By and large, all of the freezes are actually kernel bugs in the drm code, so it requires the kernel team to fix them. But we've been assisting on the X side with the triaging and where possible identifying kernel patches to make the kernel team's life easier. But ultimately it's going to be a matter of waiting for newer more stable kernel releases. The GPU hangs may magically go away (or be replaced by exciting new ones) as the kernel gets new RC's.

Anyway, here's some of the common "classes" of freezes I know about:

1. vesafb conflict causing lockup during boot. Bug #702090. Basically, the kernel has a generic video driver loaded as a fallback for plymouth and boot prettiness. When it comes time to load the intel kernel driver, the Intel driver locks up. Interestingly, most of the time the kernel is able to reset the GPU and keep on truckin' but it's enough to trigger apport. So it's sort of a false positive in those cases, however apw and I suspect this could also be triggering other issues so needs to be sorted out. The way to tell it's this kind of bug is because there is a line in dmesg like "ERROR* EIR stuck: 0x00000010, masking".

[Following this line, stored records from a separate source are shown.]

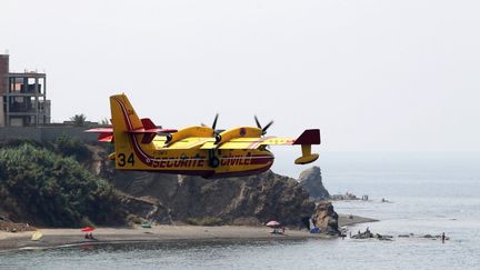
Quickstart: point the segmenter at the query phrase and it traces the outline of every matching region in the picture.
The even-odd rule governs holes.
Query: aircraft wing
[[[266,138],[236,138],[221,143],[214,144],[214,141],[203,143],[200,149],[257,149],[261,146],[291,146],[294,139],[281,137]]]

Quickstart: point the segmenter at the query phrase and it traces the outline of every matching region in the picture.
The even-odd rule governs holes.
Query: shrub
[[[34,223],[78,227],[124,217],[120,196],[104,179],[73,158],[30,144],[0,149],[0,190],[8,193],[6,209]]]

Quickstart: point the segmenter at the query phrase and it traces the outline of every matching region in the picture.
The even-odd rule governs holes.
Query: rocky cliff
[[[299,182],[310,193],[313,200],[326,200],[330,198],[328,190],[323,187],[321,170],[312,167],[300,173]]]
[[[112,182],[121,191],[142,198],[130,203],[142,209],[142,218],[159,223],[214,219],[261,224],[274,219],[299,227],[314,209],[297,180],[271,171],[224,179],[116,171]]]
[[[329,201],[320,201],[312,216],[313,223],[324,233],[338,234],[338,214]]]

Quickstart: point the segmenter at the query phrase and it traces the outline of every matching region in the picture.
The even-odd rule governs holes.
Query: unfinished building
[[[50,123],[46,73],[10,72],[8,54],[0,54],[0,127]]]

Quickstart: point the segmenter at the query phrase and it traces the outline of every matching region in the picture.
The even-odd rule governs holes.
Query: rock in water
[[[299,177],[299,182],[314,200],[326,200],[330,197],[329,192],[323,187],[321,170],[318,167],[312,167],[302,171]]]
[[[338,214],[329,201],[320,201],[313,212],[312,220],[317,227],[329,234],[338,234]]]
[[[113,183],[126,193],[152,198],[167,208],[161,213],[168,217],[152,217],[159,221],[209,219],[238,224],[247,220],[261,224],[274,219],[286,226],[301,226],[301,219],[314,209],[297,180],[272,171],[223,179],[118,171]]]

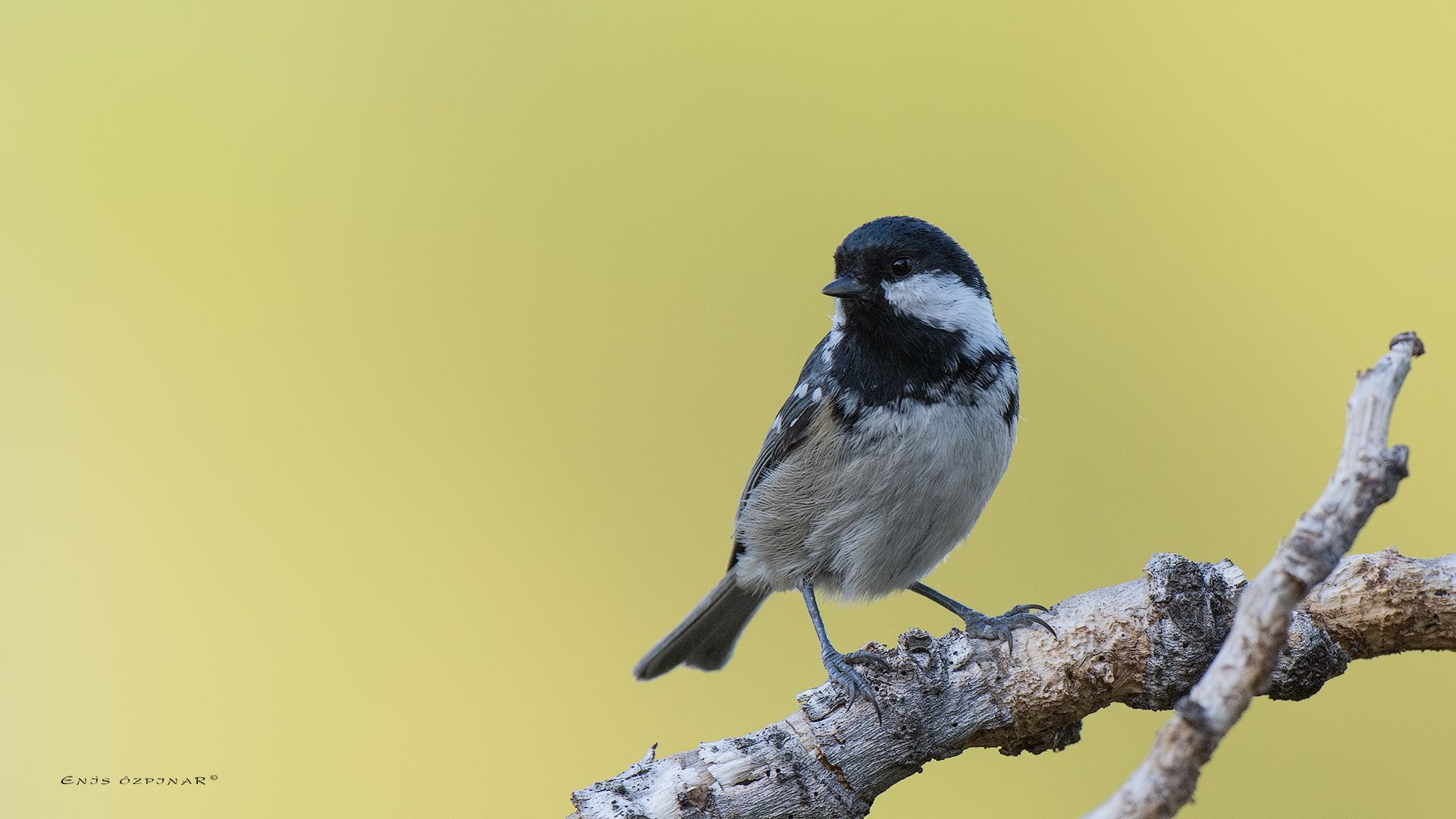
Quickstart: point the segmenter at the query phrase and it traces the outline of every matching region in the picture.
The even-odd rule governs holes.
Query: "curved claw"
[[[986,616],[980,612],[971,612],[965,619],[965,634],[976,637],[978,640],[1005,640],[1006,651],[1009,653],[1015,646],[1012,643],[1010,632],[1018,625],[1035,624],[1051,632],[1051,637],[1057,637],[1057,630],[1051,628],[1051,624],[1041,619],[1040,616],[1031,614],[1034,611],[1050,611],[1047,606],[1038,606],[1037,603],[1024,603],[1012,608],[1000,616]]]
[[[1009,621],[1013,621],[1013,622],[1008,624],[1008,625],[1010,625],[1013,628],[1016,625],[1016,621],[1031,621],[1031,622],[1035,622],[1037,625],[1045,628],[1047,631],[1050,631],[1051,637],[1056,638],[1057,637],[1057,630],[1051,628],[1051,624],[1048,624],[1047,621],[1041,619],[1040,616],[1037,616],[1034,614],[1029,614],[1029,612],[1050,612],[1050,611],[1051,609],[1048,609],[1047,606],[1041,606],[1041,605],[1037,605],[1037,603],[1022,603],[1019,606],[1012,606],[1010,611],[1008,611],[1006,614],[1000,615],[999,618],[993,618],[993,619],[1009,619]]]
[[[859,676],[859,672],[850,666],[875,665],[875,662],[879,662],[888,667],[890,663],[885,663],[882,657],[877,657],[866,651],[850,651],[849,654],[824,651],[823,659],[824,670],[828,672],[828,679],[849,698],[846,707],[853,705],[855,698],[863,694],[865,700],[869,700],[869,704],[875,708],[875,718],[884,721],[884,716],[879,713],[879,700],[875,700],[875,692],[869,688],[869,683],[865,682],[865,678]]]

2. Freeze with black screen switching from Plymouth to X during boot. Bug #712173. Removing 'quiet/splash' makes things work right. So this is probably Plymouth messing up the GPU and leaving it in a busted state, so when it comes time for X to load, it can't and faults. Seems not to be terribly widespread but has come up in ISO testing. Really makes me wish we didn't have to use Plymouth. ;-)

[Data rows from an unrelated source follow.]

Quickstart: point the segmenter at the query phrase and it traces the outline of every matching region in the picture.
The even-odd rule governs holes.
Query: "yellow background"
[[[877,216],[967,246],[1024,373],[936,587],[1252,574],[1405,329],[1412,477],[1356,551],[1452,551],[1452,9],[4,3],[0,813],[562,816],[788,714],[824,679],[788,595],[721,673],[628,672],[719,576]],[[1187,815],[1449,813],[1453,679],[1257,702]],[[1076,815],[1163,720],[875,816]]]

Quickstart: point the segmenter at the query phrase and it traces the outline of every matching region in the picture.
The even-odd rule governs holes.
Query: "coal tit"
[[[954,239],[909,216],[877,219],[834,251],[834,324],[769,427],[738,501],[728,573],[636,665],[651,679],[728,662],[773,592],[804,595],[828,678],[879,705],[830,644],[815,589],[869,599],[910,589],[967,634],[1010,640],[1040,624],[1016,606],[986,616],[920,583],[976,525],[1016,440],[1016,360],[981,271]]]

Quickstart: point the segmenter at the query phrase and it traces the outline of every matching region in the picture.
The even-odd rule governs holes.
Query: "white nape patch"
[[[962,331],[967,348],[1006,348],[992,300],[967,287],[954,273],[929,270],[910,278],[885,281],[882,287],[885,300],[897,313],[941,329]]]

3. ESR 0x00000001 random freeze during usage. I don't know what leads to this freeze, it seems to be of the "random lockup" variety. The distinguishing characteristic is that the GPU dump shows a 0x00000001 for the ESR parameter. I don't know if this means they're all dupes of the same root cause or just very similar kinds of failures.

4. There are also a few one-off freezes that appear to be unique to specific individuals and their hardware, and perhaps to a given kernel version. At least, the dmesg errors and GPU dumps don't match up to anyone else's bug reports. A lot of times these mysteriously go away after an update or two.

Generally, we have fair luck at pinpointing things when we get GPU dumps when apport catches the hang. Sometimes just seeing the dmesg from when it is hung is enough. Unfortunately in the case of this bug report the dmesg seems to be from when the system was working ok, so doesn't indicate what the freeze was.

Are you still experiencing the freeze? If you are, and apport isn't collecting the bug, then what we need collected is the output of 'intel_gpu_dump' and 'dmesg', and the /sys/kernel/debug/dri/0/i915_error_state file if it exists. dmesg usually includes a drm error message in this case, and the gpu dump has error codes that point to how the driver was locked up.